Никонов перекрестился. Сказал, что по матери-то Никонов, а по отцу — вообще Калуцких; и у него работа, поэтому сейчас никак. Он не может семью, потому что он как отец, то есть на отца похожий. А отец бросил.
— Похож, — Нинель поправила.
— Похожий! — крикнул уже в дверях.
Нинель сдернула китель с зеркала и бросила Никонову в спину. Дверь закрылась, Нинель подняла упавшее материно пальто.
С этого дня она сразу стала как теперешняя баб Нина. Уволилась из школы. Бросила звуки. Дочь — матери, мать — молодец. Прошло тридцать лет.
Мать — молодец, хоть и нет ее. Калуцких приходит, не часто, но приходит. Антон протягивает пакет: «Денег не надо!» Калуцких, довольный, уходит. Он не узнает Нинель в этом пальто. Она крестится назло своему богу.
* * *
Гоблин и толстая Маша идут дальше. Отходят на метр, Маша говорит на выдохе:
— Ну что, Вилоят оглы?
Она видела паспорт Антона и думает, что дразнит.

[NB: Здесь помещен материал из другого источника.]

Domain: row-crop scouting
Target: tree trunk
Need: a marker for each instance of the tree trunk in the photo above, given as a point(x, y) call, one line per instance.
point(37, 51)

— На самом деле — отчество, значит уважение, — Антон почесывает шею, выбритую по линейке. Маша подтягивает кофточку на спине.
— Плати давай, оглы! — она тянется через прилавок, кофточка сборится. Антон подыгрывает, уворачиваясь, потом отсчитывает деньги. Гоблин, все время стоявший здесь, хихикнул, Маша глянула, и он перестал. К ним тянется ладонь Антона, в ладони деньги и маленький мешочек.
— Что там, Вилоят оглы? — деньги Маша берет и пересчитывает, мешочек рассматривает. — Ну что?
Антон подмигивает:
— Не знаю! Смотри!
3. Антон
У Антона кличка — Азик, сам — Аликбер, реже Анвар, проще Али, но лучше бы Йылмаз, конечно. Вот он говорит, что к плову идет шесть приправ: барбарис, шафран, кизил, куркума, зира (он произносит «з-ра», пропуская букву).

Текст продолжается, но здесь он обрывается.